New Zealand legal case

Commissioner of Inland Revenue v Challenge Corp Ltd [1986] NZPC 1; [1986] UKPC 45; [1987] AC 155; [1986] 2 NZLR 513; [1987] 2 WLR 24; (1986) 10 TRNZ 161 is a prominent case in New Zealand tax law regarding the issue of tax avoidance.

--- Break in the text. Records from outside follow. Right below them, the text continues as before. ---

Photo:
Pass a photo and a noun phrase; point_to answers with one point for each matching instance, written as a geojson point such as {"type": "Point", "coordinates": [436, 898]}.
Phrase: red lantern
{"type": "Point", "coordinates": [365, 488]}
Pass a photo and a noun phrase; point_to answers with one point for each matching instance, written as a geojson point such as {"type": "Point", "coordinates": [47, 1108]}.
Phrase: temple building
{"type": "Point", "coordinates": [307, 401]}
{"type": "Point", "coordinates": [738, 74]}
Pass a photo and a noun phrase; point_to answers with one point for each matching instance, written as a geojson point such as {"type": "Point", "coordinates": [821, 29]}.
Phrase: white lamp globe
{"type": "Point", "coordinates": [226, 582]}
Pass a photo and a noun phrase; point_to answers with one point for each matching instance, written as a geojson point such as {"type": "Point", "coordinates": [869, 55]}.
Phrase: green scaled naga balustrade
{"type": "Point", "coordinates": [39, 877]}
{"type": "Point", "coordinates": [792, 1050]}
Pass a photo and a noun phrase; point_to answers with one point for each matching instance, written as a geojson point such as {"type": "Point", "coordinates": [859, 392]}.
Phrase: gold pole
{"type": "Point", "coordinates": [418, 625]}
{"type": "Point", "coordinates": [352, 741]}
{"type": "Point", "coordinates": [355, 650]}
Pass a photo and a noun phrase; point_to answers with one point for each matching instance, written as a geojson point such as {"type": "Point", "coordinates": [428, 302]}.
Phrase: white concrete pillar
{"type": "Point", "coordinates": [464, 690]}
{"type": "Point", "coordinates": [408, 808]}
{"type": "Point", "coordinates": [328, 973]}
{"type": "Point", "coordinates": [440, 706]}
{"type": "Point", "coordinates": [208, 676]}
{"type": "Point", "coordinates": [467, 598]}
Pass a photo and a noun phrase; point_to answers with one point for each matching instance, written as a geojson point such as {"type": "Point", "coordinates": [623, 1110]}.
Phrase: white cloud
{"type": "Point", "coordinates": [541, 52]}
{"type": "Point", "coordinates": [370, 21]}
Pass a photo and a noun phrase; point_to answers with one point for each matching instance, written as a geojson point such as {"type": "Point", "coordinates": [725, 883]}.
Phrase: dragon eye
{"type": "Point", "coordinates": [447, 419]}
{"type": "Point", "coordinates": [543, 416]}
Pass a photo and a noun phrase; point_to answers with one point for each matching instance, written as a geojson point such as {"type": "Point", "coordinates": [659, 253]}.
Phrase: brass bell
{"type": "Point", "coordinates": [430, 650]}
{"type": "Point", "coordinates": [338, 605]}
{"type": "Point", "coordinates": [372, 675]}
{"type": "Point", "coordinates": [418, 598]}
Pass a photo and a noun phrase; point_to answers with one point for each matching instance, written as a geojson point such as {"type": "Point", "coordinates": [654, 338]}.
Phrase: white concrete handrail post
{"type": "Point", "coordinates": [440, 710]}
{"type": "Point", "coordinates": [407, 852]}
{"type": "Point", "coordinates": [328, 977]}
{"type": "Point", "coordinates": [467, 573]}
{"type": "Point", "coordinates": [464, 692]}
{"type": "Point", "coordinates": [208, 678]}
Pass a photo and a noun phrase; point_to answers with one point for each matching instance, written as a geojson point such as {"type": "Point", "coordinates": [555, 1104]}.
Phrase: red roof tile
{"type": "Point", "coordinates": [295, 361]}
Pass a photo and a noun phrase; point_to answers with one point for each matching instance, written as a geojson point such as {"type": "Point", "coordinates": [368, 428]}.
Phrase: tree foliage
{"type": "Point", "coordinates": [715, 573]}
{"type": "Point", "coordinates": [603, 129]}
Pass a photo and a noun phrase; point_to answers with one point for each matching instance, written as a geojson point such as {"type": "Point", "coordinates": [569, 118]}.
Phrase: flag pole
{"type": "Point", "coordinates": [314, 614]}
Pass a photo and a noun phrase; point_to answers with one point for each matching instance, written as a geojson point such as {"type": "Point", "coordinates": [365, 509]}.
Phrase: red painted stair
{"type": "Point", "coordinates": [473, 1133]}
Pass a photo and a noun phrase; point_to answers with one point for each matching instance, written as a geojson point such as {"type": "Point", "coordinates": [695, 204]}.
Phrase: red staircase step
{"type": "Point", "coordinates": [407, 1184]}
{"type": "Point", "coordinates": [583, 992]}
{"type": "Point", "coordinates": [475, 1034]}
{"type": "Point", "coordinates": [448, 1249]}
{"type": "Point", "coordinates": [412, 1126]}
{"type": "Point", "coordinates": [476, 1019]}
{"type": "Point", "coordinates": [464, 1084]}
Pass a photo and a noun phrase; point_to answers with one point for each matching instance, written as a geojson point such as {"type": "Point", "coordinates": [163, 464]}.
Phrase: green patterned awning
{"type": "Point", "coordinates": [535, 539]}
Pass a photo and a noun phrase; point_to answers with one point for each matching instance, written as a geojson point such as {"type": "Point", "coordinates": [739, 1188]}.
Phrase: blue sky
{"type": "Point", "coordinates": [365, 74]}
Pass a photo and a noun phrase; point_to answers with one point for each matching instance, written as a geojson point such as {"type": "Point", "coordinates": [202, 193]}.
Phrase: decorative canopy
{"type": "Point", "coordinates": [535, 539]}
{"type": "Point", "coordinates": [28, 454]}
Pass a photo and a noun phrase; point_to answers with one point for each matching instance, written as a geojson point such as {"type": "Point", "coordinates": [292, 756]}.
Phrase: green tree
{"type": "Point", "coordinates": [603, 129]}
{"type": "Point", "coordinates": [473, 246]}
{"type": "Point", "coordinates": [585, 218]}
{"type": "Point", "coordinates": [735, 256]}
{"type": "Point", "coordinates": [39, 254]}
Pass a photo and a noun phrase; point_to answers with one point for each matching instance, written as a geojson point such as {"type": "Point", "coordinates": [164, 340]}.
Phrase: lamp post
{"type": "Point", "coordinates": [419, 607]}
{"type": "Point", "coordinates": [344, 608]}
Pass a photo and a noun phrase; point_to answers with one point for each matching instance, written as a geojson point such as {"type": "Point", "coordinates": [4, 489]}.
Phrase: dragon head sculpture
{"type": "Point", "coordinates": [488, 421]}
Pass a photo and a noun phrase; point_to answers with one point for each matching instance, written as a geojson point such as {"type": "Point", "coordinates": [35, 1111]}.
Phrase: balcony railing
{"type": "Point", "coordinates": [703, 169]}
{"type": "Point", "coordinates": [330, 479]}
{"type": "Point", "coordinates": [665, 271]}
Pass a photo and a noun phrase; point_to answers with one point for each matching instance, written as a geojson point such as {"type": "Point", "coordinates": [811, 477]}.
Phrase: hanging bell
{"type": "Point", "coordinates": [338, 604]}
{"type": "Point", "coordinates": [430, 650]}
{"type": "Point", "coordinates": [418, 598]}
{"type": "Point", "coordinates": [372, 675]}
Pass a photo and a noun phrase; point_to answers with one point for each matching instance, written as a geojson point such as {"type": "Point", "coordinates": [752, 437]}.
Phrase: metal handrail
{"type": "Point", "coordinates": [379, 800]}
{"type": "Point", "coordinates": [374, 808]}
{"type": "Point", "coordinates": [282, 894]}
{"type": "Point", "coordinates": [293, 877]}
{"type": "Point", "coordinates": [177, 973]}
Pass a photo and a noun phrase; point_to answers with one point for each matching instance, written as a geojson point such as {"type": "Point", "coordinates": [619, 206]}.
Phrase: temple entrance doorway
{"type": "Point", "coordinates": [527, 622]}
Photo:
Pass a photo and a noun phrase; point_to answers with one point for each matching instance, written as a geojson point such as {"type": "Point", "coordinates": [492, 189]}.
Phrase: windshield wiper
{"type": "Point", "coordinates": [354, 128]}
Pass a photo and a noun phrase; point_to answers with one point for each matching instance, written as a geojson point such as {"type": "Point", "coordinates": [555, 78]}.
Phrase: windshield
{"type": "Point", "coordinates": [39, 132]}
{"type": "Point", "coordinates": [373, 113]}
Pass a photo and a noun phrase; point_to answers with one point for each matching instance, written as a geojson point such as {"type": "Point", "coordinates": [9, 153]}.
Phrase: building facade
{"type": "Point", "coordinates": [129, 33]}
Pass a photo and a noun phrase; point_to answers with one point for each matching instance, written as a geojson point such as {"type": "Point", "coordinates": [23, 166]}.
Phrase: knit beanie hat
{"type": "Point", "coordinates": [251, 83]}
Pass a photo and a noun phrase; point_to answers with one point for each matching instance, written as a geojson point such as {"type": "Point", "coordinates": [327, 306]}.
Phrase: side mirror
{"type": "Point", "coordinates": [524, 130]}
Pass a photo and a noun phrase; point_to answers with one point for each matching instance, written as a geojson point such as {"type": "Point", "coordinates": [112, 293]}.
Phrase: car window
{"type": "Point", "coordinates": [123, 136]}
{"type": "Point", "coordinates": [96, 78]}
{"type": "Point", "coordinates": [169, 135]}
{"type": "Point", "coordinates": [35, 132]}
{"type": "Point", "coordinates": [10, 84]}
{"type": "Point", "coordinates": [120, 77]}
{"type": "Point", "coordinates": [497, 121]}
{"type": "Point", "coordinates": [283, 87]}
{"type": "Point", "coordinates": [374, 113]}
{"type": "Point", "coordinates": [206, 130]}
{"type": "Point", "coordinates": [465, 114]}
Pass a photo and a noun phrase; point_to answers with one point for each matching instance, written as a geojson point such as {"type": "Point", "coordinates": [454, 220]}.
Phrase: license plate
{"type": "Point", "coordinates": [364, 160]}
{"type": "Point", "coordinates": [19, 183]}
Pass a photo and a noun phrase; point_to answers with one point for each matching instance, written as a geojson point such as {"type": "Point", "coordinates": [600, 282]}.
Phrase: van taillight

The suit involved a dispute about whether a "taxpayer company was entitled to deduct a tax loss incurred by another member of the same group of companies from its assessable income." The High Court of New Zealand decided in favor of Challenge Corp Ltd and its decision was "upheld by a majority of the Court of Appeal." This decision was then appealed by Commissioner of Inland Revenue to the Judicial Committee of the Privy Council.